Tetapi berbeda dengan Dicky yang begitu menyadari kebohongan Della, pria ini
sepertinya tau dari mana Della mendapat gaun itu.
“Terlalu lama kalian ini, mending sekarang kita berangkat dari pada
telat” Dicky beranjak terlebih dahulu, masuk kedalam sebuah mobil jazz hitam
yang memang sengaja disiapkan keluarga Lili untuk mengantar dan menjemput
mereka.
“Aduhhhh” Della merintih sembari memegang perutnya.
“Kenapa lagi (?)” tanya Rafael.
“Gak tau kak dari tadi itu perut Aku udah sakit shhhh” aduh Della
dengan masih memegang bagian perutnya dengan tangan kanannya. Rafael menatap
bingung adiknya, bukannya tadi masih baik-baik saja tapi kenapa sekarang
tiba-tiba sakit.
“Terus bagaimana ini (?), atau lebih baik kamu dirumah saja” usul
Rafael.
“Mungkin itu lebih baik dan sampaikan salam maafKu untuk Lili dan
keluarganya” ujar Della dengan tersenyum senang dalam hati.

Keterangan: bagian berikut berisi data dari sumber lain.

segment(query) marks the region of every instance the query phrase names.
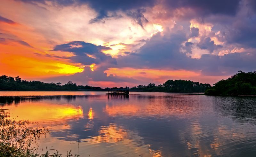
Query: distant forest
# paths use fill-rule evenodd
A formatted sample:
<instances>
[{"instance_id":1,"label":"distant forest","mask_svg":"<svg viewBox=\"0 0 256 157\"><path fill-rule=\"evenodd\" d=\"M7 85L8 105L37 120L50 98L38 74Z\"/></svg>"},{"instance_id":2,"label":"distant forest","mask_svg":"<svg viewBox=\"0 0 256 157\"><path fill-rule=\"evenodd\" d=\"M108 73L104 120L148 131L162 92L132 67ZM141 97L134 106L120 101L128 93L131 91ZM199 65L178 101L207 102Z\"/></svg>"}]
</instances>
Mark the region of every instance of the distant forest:
<instances>
[{"instance_id":1,"label":"distant forest","mask_svg":"<svg viewBox=\"0 0 256 157\"><path fill-rule=\"evenodd\" d=\"M211 88L208 83L203 84L191 81L169 80L163 85L139 85L130 88L128 87L102 89L98 87L77 85L71 81L64 85L61 83L44 83L37 81L27 81L19 76L14 78L3 75L0 76L0 90L2 91L106 91L109 89L128 89L131 91L165 92L204 92Z\"/></svg>"},{"instance_id":2,"label":"distant forest","mask_svg":"<svg viewBox=\"0 0 256 157\"><path fill-rule=\"evenodd\" d=\"M205 91L205 94L216 96L256 95L256 71L242 71L227 80L221 80Z\"/></svg>"}]
</instances>

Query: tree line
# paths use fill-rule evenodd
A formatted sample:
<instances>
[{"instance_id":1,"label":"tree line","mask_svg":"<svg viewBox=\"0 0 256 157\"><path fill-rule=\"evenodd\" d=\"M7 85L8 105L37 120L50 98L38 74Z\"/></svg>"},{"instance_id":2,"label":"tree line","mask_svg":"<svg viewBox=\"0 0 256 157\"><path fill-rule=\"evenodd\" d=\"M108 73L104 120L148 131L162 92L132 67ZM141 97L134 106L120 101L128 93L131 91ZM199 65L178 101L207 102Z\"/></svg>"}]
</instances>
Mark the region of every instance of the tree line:
<instances>
[{"instance_id":1,"label":"tree line","mask_svg":"<svg viewBox=\"0 0 256 157\"><path fill-rule=\"evenodd\" d=\"M256 71L242 71L226 80L221 80L205 91L205 94L216 96L256 95Z\"/></svg>"},{"instance_id":2,"label":"tree line","mask_svg":"<svg viewBox=\"0 0 256 157\"><path fill-rule=\"evenodd\" d=\"M19 76L12 77L3 75L0 76L0 90L16 91L108 91L109 89L130 89L131 91L166 92L204 92L211 87L208 83L203 84L190 80L169 80L159 85L150 83L148 85L139 85L130 88L129 87L102 89L99 87L77 85L71 81L62 85L60 82L44 83L37 81L27 81Z\"/></svg>"},{"instance_id":3,"label":"tree line","mask_svg":"<svg viewBox=\"0 0 256 157\"><path fill-rule=\"evenodd\" d=\"M15 91L76 91L78 90L76 83L68 81L61 85L58 82L44 83L37 81L28 81L19 76L12 77L2 75L0 76L0 90Z\"/></svg>"},{"instance_id":4,"label":"tree line","mask_svg":"<svg viewBox=\"0 0 256 157\"><path fill-rule=\"evenodd\" d=\"M139 85L131 90L140 90L143 91L164 92L204 92L211 87L209 83L202 83L190 80L169 80L158 86L149 83L147 86Z\"/></svg>"}]
</instances>

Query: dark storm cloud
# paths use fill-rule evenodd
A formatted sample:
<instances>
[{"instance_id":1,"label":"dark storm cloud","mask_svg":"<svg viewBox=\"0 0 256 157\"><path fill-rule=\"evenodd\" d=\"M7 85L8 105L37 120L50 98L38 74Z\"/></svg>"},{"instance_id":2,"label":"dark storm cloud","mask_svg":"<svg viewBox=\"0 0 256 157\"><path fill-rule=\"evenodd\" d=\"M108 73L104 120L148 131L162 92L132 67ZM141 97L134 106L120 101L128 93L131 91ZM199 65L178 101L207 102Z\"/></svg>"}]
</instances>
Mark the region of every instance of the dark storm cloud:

“Baik-baik dirumah” pesan Rafael dan segera beranjak memasuki mobil
lalu mobil jazz hitam itu melaju pergi.
“Maafkan Della harus bohong sama kakak” ujar Della saat mobil itu
sudah tak terlihat lagi, dan sebuah mobil sport berhenti dihalaman rumahnya,
seketika membuat Della semakin terlihat masam. Seorang pria tampan yang
menggunakan kemeja berwarna senada dengan gaun Della keluar dari mobil,
terlihat begitu tampan Rangga malam ini membuat Della menatapnya tak berkedip.
“Haii” Rangga melambaikan tangan dihadapan wajah cantik Della,
seketika membuat Della sadar dan salah tingkah.
“Sudah siap untuk menemani Ku malam ini” ujar Rangga.
“Hah... kalau gak siap mana mungkin Aku menunggu kakak disini”
Della.
“Silahkan nona cantik” Rangga membuka pintu mobilnya untuk Della,
mempersilahkan gadis itu untuk masuk kedalam mobil. Mendapat perlakuan istimewa
dari Rangg membuat Della tersipu malu, malam ini Rangga terlihat berbeda dengan
hari-hari kemarin. Bahkan saat berbicara dengan Della, Rangga menggunakan kata
Aku-Kamu bukan Loe-Gue, suatu keajaiban Rangga bisa berubah menjadi pria yang
lembut.
***
Pesta dirumah mewah ini terlihat begitu meriah dengan kedatangan
para pengusaha kaya, yah wajar saja karena Adria memiliki nama yang cukup
terpandang dikalangan para pengusaha. Sang putri tunggal berjalan menuruni anak
tangga dengan gaun selututnya yang berwarna senada dengan asesoris yang
dikenakan, semua pemuda yang melihatnya seketika jatuh hati dengan gadis ini.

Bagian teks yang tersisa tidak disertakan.